Discrete Event Simulation
Your business can benefit greatly from discrete event simulation as it can help you get rid of bottlenecks in your work processes. This type of model can improve the efficiency of your processes and improve operational efficiency. This model helps in understanding how certain processes work and how changes in the process can impact it.
This method breaks down time into unique steps so it is no longer continuous. It uses explicit programming to create stable or quasi-stable components. Each step of the process can be broken down to understand how it is related to the next and previous steps. This type of model is used in a number of industries to understand how certain processes work and can be optimised.
System Dynamic Modeling
This type of simulation model is abstract and does not take into account any specific agent or process. This type of model is used more for long-term strategy and planning of business operations and processes. System dynamic modelling is designed specifically to study and understand situations that are chaotic in nature. When there are too many agents that are high in density, this model can create simulations of the system to offer what kind of structures can be created when the original ones are disrupted.
Businesses can create alternative courses of action in case of adversaries by using such methods.
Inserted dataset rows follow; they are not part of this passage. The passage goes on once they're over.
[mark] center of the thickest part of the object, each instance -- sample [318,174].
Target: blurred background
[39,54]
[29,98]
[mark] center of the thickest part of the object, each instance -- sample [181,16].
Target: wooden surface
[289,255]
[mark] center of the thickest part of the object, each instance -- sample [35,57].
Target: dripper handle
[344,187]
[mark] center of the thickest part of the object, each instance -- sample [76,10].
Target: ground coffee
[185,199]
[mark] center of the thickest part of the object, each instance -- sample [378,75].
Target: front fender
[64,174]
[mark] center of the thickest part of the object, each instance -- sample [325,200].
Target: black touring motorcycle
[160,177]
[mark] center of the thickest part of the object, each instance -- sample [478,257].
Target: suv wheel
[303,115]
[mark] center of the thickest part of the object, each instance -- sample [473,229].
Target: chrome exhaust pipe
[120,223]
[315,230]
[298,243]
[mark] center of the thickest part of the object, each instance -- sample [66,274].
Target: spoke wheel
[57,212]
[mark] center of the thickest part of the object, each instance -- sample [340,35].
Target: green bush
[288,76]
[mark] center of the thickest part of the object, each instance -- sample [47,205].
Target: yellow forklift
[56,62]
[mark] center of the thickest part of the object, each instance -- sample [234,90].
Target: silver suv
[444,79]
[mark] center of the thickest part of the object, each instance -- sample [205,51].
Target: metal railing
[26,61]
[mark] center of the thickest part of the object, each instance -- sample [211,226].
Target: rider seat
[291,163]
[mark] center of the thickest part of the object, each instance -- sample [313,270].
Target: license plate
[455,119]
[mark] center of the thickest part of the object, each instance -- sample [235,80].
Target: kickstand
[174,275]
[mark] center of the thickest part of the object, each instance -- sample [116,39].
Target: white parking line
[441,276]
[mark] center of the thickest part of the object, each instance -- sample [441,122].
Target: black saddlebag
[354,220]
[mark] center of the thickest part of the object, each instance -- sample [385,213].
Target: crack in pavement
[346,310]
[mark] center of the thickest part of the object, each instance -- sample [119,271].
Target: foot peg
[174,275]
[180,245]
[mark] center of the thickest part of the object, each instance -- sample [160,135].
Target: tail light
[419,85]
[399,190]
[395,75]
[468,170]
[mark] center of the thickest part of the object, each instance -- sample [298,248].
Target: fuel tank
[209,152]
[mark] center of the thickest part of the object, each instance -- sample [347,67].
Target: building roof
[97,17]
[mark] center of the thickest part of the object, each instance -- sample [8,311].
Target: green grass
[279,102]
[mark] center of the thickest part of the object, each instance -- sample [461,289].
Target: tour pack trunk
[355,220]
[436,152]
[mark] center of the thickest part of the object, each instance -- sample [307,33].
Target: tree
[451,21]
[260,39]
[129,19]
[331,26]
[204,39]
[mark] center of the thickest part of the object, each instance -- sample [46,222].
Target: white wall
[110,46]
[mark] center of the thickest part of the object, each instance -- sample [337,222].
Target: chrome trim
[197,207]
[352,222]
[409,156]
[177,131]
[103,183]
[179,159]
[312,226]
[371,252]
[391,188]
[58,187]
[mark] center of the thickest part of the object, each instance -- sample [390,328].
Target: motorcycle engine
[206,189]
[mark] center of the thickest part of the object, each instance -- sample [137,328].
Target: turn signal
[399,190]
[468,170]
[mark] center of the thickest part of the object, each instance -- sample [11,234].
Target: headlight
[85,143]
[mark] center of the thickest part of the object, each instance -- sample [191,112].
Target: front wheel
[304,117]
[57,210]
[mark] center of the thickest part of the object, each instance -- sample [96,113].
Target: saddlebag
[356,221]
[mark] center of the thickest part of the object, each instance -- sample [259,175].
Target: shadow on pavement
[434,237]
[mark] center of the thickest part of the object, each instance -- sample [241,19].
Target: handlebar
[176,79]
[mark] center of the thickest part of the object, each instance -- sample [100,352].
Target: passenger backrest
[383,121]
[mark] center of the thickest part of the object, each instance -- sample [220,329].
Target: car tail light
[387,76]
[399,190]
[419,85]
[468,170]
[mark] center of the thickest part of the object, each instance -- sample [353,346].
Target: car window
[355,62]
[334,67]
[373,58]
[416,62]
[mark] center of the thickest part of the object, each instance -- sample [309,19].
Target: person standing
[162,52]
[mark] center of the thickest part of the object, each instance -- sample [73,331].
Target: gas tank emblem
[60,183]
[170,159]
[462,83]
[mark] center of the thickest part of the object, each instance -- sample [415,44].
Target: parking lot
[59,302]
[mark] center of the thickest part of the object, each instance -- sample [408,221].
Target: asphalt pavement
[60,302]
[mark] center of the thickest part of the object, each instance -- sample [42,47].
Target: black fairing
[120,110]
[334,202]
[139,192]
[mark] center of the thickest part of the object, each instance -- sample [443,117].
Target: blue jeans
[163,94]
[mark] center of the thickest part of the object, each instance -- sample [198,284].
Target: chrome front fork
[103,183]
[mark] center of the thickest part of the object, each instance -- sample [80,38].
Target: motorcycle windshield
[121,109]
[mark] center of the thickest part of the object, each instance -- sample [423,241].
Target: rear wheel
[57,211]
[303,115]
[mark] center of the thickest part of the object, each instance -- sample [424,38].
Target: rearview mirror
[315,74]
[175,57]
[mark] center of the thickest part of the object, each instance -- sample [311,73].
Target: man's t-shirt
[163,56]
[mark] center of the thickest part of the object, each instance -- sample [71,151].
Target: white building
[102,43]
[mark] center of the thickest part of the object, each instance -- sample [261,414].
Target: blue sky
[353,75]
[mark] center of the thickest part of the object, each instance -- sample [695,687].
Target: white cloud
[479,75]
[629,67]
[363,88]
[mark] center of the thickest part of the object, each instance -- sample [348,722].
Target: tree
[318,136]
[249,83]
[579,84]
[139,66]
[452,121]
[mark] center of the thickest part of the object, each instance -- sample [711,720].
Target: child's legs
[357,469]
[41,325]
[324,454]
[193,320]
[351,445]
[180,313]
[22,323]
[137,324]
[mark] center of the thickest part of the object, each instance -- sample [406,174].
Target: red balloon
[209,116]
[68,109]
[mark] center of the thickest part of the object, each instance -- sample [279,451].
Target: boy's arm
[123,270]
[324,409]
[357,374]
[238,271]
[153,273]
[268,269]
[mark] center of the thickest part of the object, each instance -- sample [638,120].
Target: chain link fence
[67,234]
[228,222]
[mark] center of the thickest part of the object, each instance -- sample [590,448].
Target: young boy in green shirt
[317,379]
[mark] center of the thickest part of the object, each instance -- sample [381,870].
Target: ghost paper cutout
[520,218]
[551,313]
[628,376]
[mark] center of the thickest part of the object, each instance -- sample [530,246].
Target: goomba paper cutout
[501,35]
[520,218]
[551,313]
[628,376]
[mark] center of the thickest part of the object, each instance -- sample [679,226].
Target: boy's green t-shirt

It can offer insights into aggregate levels to create a system in response to any variables.
To Sum Up
Simulation models used in data analytics have the potential to move your business towards profitability and growth. Using data with simulations allows you to create plans for unforeseen scenarios. Simulation models allow you to make the most of the data you have by providing you with real-life scenarios and how certain patterns produce certain results. So, ensure that you combine simulation models with data analytics to make the most of the technologies available to you for your growth and expansion.